What sort of divide are you talking about?
Suddenly in conversation what happens is that - you are a product of nepotism. Then Vicky Kaushal also is, he’s an action director’s son but I think that’s taking away from the boy’s journey. He behind stood in Bombay Velvet without a dialogue. He had a film called Masaan, which was an amazing film but didn’t get its due at all. He had Love Per Square Feet that went straight to digital at that point of time. In the last year you’ve seen Vicky Kaushal become a success. But he’s from the film industry, his father is an action director, he’s done 6 films with me. Not once has that boy come asking for work or nobody’s given him work because he’s Sham Kaushal’s son.
I’ve faced rejections from many producers and directors before I auditioned for Ishaqzaade. People tend to see only the part that they want to see, they don’t see that we all have our own struggles. Yes, it is very difficult for people coming from outside I will never deny that. It is very difficult. Financial constraints, going through a struggle, but the high of making it for a boy like Kartik Aaryan when I meet him today, the fact that he survived that 5-6 years and kept the belief in himself. Today he is in a privileged position, he’s getting to do an Imtiaz Ali film, there is a pay off. So your own fairy tale does exist in this profession, just give it a shot. I know what the problem is, yes definitely we get easy access but now is that my fault? Am I supposed to live an apologetic life for it? I think that’s a bit unfair. The responsibility I have is to do my job well. Not take it for granted, and I do that every morning now.
If tomorrow Kartik has a child and he or she decides to become an actor, he’ll also say the same thing, boss I made it with a lot of difficulty so conduct yourself with a certain dignity and put in a lot of effort and make your films but he will not say you cannot go in because other people’s chances won’t come through, right?
I read somewhere that you were more in favour of a live-in relationship
Till I discover if I want to get married to the person.
You still stand by that?
I live with my sister. It is practically two people living in a fairly comfortable house where there’s space. For me, personally, I believe in the institution of marriage but I do not believe that you need to jump the gun. If you want to see if you are capable of living together you can just live together for a bit and see.
What is marriage? It allows you to live together. Today we live in a modern enough society and Mumbai is a place where living-in is not going to be questioned. At least my family has never questioned it. I am independent person. If I make that choice, they will respect it. If it allows me to make a choice fundamentally where I feel okay this is the person I want to spend the rest of my life with, then I’ll culminate it in marriage. If tomorrow I decide that it is not working for me for whatever reason then at least we have the ability to walk away without more collateral damage. That is the reason I have always said that in interviews.

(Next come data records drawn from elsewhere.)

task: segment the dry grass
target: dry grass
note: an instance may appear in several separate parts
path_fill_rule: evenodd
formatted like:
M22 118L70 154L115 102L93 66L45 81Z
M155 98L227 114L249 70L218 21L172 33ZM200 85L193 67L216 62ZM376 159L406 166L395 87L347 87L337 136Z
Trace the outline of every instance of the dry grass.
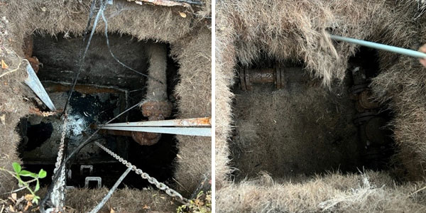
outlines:
M5 43L4 40L1 40L1 45L18 55L2 55L1 59L5 58L10 67L14 67L17 65L16 62L23 57L21 50L23 38L34 32L54 36L60 33L65 33L65 36L81 35L86 26L89 2L88 0L10 1L1 4L0 13L9 21L7 27L10 35L9 42ZM179 114L177 116L180 118L211 115L211 31L209 21L201 19L210 16L210 9L207 8L210 3L209 1L204 2L206 4L202 8L190 10L148 4L140 6L118 0L114 1L113 6L109 6L105 12L110 33L127 33L141 40L151 39L170 44L172 57L180 65L178 70L180 82L175 91L179 97ZM180 11L185 12L186 18L182 17ZM102 33L104 28L104 23L101 21L97 31ZM11 162L19 160L16 152L19 137L14 128L19 118L28 114L30 106L23 101L23 97L29 96L28 93L19 87L23 77L20 71L1 78L0 100L4 101L0 102L0 111L5 113L6 124L0 125L0 129L7 133L0 135L0 166L9 166ZM179 155L182 158L177 159L178 171L175 178L187 190L186 192L181 188L179 191L182 190L187 195L203 180L204 175L211 175L211 143L209 138L199 137L182 136L178 137L178 140ZM0 175L3 178L2 174ZM10 190L13 185L13 182L1 178L0 192ZM85 194L76 192L75 195L92 195L90 193L92 191L87 192ZM126 192L131 194L130 190ZM92 193L96 194L94 191ZM138 195L138 192L135 191L134 193ZM158 203L168 202L167 200L148 199L153 195L151 192L143 192L143 194L145 197L137 200L132 200L133 205L129 203L119 204L124 208L121 212L143 211L141 210L141 207L138 209L137 206L143 200ZM93 203L93 200L89 199L77 200L78 196L73 196L74 194L70 193L69 197L82 203ZM138 197L137 195L135 197ZM78 206L77 203L75 204ZM126 207L133 209L125 210Z
M250 65L266 55L301 62L329 87L344 78L357 47L324 38L324 31L411 49L426 42L422 1L221 1L217 5L216 174L217 209L223 212L422 212L424 182L397 185L386 173L335 174L301 182L229 181L229 140L234 128L231 92L236 62ZM336 56L337 55L337 58ZM424 180L425 68L415 59L379 51L372 87L389 104L402 179ZM237 121L238 122L238 121ZM239 124L239 123L237 123ZM243 124L240 124L241 126ZM252 123L245 127L253 126ZM242 130L253 135L253 131ZM262 141L260 141L261 143ZM363 181L363 180L364 181ZM366 180L369 180L368 182ZM272 182L272 183L271 183ZM384 187L382 187L385 185Z
M398 185L383 173L330 174L302 183L259 178L220 189L219 212L424 212L425 184Z

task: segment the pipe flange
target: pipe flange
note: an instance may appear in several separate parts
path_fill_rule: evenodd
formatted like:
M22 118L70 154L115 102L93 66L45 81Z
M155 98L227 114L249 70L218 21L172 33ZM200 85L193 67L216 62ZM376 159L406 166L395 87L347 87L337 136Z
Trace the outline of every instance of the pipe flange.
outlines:
M160 133L142 131L132 131L131 138L142 146L151 146L157 143L161 137Z
M150 121L164 120L172 114L172 103L168 101L147 101L141 108L142 114L148 117Z

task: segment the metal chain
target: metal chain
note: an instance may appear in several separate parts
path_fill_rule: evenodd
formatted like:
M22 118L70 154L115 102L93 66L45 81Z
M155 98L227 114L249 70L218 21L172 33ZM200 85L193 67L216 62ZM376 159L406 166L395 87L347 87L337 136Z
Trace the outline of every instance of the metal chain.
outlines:
M114 153L113 151L102 146L101 143L98 142L94 142L94 143L97 145L99 148L103 149L104 151L106 151L107 153L109 153L110 155L111 155L113 158L116 158L120 163L123 163L127 168L131 168L131 170L135 171L136 174L141 175L142 178L148 180L148 182L149 182L151 184L155 185L155 187L157 187L157 188L165 192L167 195L173 197L178 197L179 199L180 199L181 201L183 201L184 203L187 203L189 202L187 199L182 197L182 195L179 194L179 192L170 189L165 184L158 182L157 179L151 177L148 173L146 173L141 170L137 168L136 166L133 165L130 162L128 162L127 160L123 159L123 158L119 156L117 154Z
M59 145L59 151L58 152L58 157L56 158L56 163L55 163L55 170L53 174L56 174L56 172L60 168L62 161L63 160L64 148L65 146L65 135L67 130L67 113L64 114L64 124L62 129L62 136L60 138L60 143ZM55 175L52 177L53 179ZM55 208L58 211L60 211L64 206L65 201L65 167L62 167L60 170L60 175L58 181L55 182L53 190L50 195L50 201L55 206Z

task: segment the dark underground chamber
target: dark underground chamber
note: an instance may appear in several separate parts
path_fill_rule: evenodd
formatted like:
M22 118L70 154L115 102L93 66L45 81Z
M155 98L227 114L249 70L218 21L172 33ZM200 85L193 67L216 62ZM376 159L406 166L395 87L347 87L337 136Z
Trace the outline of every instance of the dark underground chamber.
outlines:
M170 45L153 41L138 41L128 35L110 34L111 50L121 62L145 75L149 75L150 55L153 46L160 47L164 53L163 63L167 75L167 87L164 88L165 101L170 106L170 114L163 119L174 119L176 113L175 99L173 91L178 83L178 64L170 58ZM33 58L39 62L38 77L42 82L57 109L63 109L77 67L77 55L81 38L64 38L32 35ZM27 38L29 39L29 38ZM151 51L151 52L150 52ZM158 54L158 53L157 53ZM160 53L163 54L162 53ZM165 63L165 64L164 64ZM135 73L117 63L111 56L102 35L94 35L90 44L83 71L72 93L68 113L65 138L67 153L94 130L91 125L109 121L126 109L146 98L147 77ZM40 111L48 111L35 100ZM22 140L18 146L23 168L30 171L43 169L48 178L41 180L41 185L51 182L58 147L62 128L60 114L42 116L33 114L22 118L16 127ZM150 119L136 107L118 118L114 123L139 121ZM131 134L111 134L102 132L93 138L137 168L148 173L158 181L174 185L173 180L174 160L178 153L174 135L160 134L153 145L143 146L133 140ZM67 186L74 187L97 187L97 182L87 177L99 177L102 186L111 187L126 168L101 150L93 143L84 146L67 165ZM148 181L131 172L119 187L144 189L150 186Z

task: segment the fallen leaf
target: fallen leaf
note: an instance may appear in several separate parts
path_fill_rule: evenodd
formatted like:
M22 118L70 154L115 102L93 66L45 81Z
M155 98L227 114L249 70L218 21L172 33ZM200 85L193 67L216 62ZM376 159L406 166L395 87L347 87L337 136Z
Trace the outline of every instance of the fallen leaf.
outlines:
M12 207L12 205L9 205L9 211L15 212L15 209L13 209L13 207Z
M31 201L31 200L33 200L33 198L34 198L34 195L30 195L30 194L25 195L25 200L26 200L27 201Z
M11 196L12 196L12 199L13 199L14 200L16 200L16 193L12 193Z
M143 207L142 207L142 209L151 209L151 207L148 207L148 205L145 204L145 205L143 205Z
M180 15L182 18L186 18L186 13L184 12L179 12L179 15Z
M9 68L9 66L6 64L4 60L2 59L1 60L1 69L7 69L7 68Z
M28 210L28 208L32 206L33 206L33 204L31 202L28 201L26 206L25 206L25 208L23 208L23 211L25 212L25 211Z
M1 124L3 124L3 125L6 124L6 114L5 114L0 116L0 121L1 121Z

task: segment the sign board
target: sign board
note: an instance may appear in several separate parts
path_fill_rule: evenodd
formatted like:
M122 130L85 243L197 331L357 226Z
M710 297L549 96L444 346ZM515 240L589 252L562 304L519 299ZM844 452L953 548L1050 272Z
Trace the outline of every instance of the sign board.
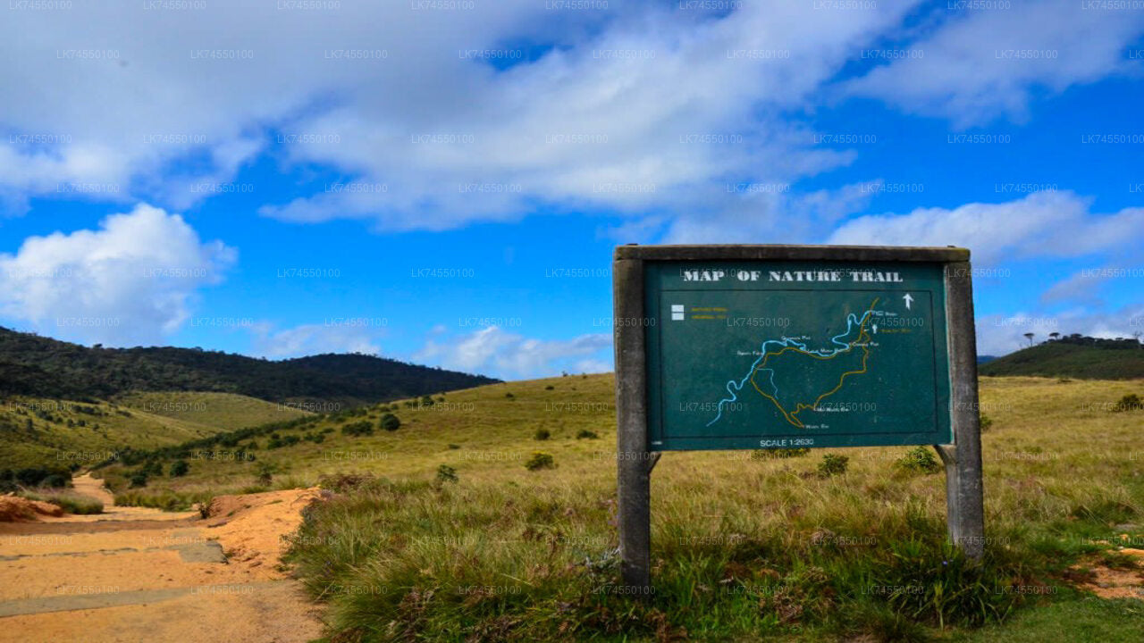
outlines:
M984 554L969 251L620 246L612 264L620 571L651 582L661 452L934 445L950 538Z
M940 263L644 270L652 451L950 444Z

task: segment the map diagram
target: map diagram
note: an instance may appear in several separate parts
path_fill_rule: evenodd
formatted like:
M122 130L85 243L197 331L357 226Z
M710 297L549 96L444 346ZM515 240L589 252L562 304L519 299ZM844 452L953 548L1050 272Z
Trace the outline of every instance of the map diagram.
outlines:
M793 338L764 341L760 348L760 357L752 363L747 374L741 380L728 381L726 392L730 397L718 402L715 418L707 422L707 426L715 424L722 419L724 405L738 402L739 394L749 382L754 391L774 404L787 422L800 429L805 428L805 423L799 419L800 413L808 408L817 408L819 403L842 388L847 378L866 373L871 356L871 333L876 332L877 326L872 323L877 302L879 297L875 297L861 317L855 313L847 315L847 330L831 338L832 348L810 349L804 342ZM835 370L841 371L837 383L829 390L819 392L781 387L779 384L782 381L781 375L776 381L776 375L788 368L785 363L795 362L793 367L797 368L801 365L799 363L808 359L836 363ZM831 382L833 379L828 378L826 381Z

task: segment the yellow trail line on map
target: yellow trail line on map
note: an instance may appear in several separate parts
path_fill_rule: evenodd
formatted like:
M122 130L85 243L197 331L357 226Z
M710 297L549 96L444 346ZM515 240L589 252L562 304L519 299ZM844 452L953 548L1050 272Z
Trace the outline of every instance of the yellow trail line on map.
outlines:
M861 342L864 338L866 340L869 340L869 336L866 335L866 322L869 320L869 312L872 310L874 310L875 305L877 305L879 299L881 299L881 297L875 297L874 301L871 302L869 308L866 309L866 315L864 316L864 318L861 320L861 324L858 326L858 339L855 340L855 341L852 341L852 342L850 342L850 348L848 348L845 350L840 350L839 352L835 352L834 355L831 355L829 357L823 357L821 355L815 355L813 352L810 352L810 351L807 351L807 350L802 350L801 348L797 348L797 347L789 347L789 346L788 347L784 347L782 349L780 349L778 351L774 351L774 352L768 352L766 355L763 356L763 362L758 366L756 366L754 371L750 372L750 386L755 387L755 390L758 391L760 395L762 395L766 399L770 399L771 402L773 402L774 406L778 407L778 410L787 419L787 422L791 422L792 424L794 424L795 427L799 427L800 429L805 428L807 426L803 424L802 420L800 420L797 418L799 413L802 413L807 408L813 408L813 407L818 406L819 402L823 402L827 397L829 397L829 396L839 392L839 389L842 388L842 383L845 382L845 380L847 380L847 375L861 375L863 373L865 373L866 372L866 362L869 359L869 348L867 348L865 346L861 347L861 350L863 350L861 370L859 370L859 371L847 371L845 373L842 374L841 378L839 378L839 386L836 386L833 389L831 389L829 391L824 392L823 395L818 396L818 399L816 399L811 404L803 404L801 402L797 403L795 405L794 411L791 411L791 412L788 412L786 408L782 408L782 405L779 404L778 399L774 399L774 396L772 396L772 395L763 391L763 389L758 388L758 384L755 383L755 373L757 373L761 368L763 368L764 366L766 366L766 360L770 359L771 356L779 356L779 355L782 355L784 352L786 352L788 350L801 352L803 355L807 355L807 356L812 357L815 359L821 359L824 362L828 360L828 359L834 359L835 357L837 357L840 355L850 352L851 350L853 350L855 344Z

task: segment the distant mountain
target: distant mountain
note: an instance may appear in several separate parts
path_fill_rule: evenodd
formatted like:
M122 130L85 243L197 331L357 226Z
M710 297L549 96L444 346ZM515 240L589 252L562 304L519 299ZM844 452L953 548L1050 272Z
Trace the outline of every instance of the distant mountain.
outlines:
M370 355L268 360L197 348L87 348L0 327L0 395L84 400L215 391L356 406L498 381Z
M982 375L1040 375L1081 380L1144 378L1144 344L1134 339L1070 335L983 364Z

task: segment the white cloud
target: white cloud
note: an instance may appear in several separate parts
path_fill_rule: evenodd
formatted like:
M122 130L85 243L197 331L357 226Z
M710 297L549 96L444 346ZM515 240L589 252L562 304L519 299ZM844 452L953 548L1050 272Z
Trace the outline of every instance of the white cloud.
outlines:
M253 328L254 352L270 358L304 357L325 352L364 352L378 355L373 328L358 325L303 324L275 331L268 324Z
M0 254L0 315L77 341L158 342L190 315L237 253L201 243L177 214L140 205L98 230L29 237Z
M844 85L956 127L1024 119L1032 95L1060 93L1129 69L1125 48L1144 32L1144 11L1077 0L1014 2L970 11L903 46L908 56Z
M429 339L414 358L445 368L505 379L542 378L572 373L605 372L611 362L602 357L612 349L605 333L571 340L538 340L488 326L445 340Z
M0 127L17 136L0 143L0 191L113 185L84 193L181 208L235 189L236 172L281 134L285 167L328 166L353 182L294 200L265 193L263 213L287 220L445 229L545 203L742 212L733 197L698 199L726 182L792 182L850 162L782 113L912 5L749 2L726 16L625 5L569 16L531 0L320 13L77 0L70 11L11 11L0 81L27 90L0 106ZM553 47L500 71L480 57L523 56L522 41ZM19 138L39 134L58 140Z
M963 246L977 264L1034 256L1083 256L1127 251L1144 240L1144 208L1093 214L1091 199L1072 192L1034 192L1002 204L954 209L917 208L845 222L827 243L889 246Z

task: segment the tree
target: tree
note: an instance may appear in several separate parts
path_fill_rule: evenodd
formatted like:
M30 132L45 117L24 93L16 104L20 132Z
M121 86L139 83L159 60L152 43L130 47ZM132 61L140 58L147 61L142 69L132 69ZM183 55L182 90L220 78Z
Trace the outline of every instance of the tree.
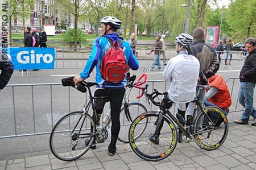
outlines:
M136 34L137 34L137 32L135 32L135 0L132 0L131 1L131 32L134 32Z
M227 14L233 37L244 40L256 34L256 1L237 0L229 6Z
M11 41L11 20L17 19L19 20L24 21L29 18L31 11L30 6L33 5L34 0L10 0L10 13L9 13L9 28L10 34L9 34L9 39Z
M85 0L57 0L57 3L63 7L64 10L72 14L75 17L74 44L75 48L77 44L77 24L79 17L85 15L86 12L87 1Z

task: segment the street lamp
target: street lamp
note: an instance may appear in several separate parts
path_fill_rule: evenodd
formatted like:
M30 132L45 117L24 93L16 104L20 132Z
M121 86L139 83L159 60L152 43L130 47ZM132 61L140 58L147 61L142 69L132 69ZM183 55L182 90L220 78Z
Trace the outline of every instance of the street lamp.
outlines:
M186 18L186 23L185 24L185 33L188 33L188 25L189 24L189 14L190 14L190 3L191 0L188 1L188 5L183 4L181 5L182 7L188 7L188 9L187 10L187 18Z

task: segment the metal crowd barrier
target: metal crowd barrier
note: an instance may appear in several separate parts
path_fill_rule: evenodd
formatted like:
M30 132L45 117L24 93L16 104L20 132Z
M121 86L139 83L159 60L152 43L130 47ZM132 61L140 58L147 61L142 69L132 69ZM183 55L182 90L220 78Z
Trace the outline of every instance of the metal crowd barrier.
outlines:
M242 111L238 102L238 78L229 78L226 81L232 98L230 113ZM169 84L163 82L147 81L148 91L152 92L154 88L168 90ZM152 103L148 105L144 97L136 99L135 96L141 92L134 88L130 102L139 101L148 111L157 110L158 108ZM60 118L68 113L80 110L88 98L86 93L63 87L60 83L8 85L1 93L0 139L48 134ZM171 109L172 113L177 112L175 105Z

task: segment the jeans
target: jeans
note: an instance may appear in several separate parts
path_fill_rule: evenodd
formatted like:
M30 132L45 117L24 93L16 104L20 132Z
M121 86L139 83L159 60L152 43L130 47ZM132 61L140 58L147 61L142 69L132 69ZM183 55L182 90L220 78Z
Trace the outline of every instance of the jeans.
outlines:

Today where I am sitting, I think I have to enjoy what I have before I start planning the future. I’ve had a roller coaster life. Personally and even professionally for that matter if you look at my ups and downs. But if there is stability that has come my way, then I need to learn how to handle the stability also. Stability came my way earlier also in the past in the form of relationships or friendships, but I was too scattered. I didn’t want it. I wanted to just work, work, work. I was chasing distraction because I had lost my parent. I had lost my mother. I didn’t care much for this side of my life. Because this didn’t feel important. And six years in, seven years in, you realise that is more important, because this does allow you to focus on that, in a very strange sort of way which makes sense only when it makes sense to you. It is the most philosophical thing but you have to be hit by a truck to realise it. So today I am in a place where I value my professional life, but I cherish my personal life.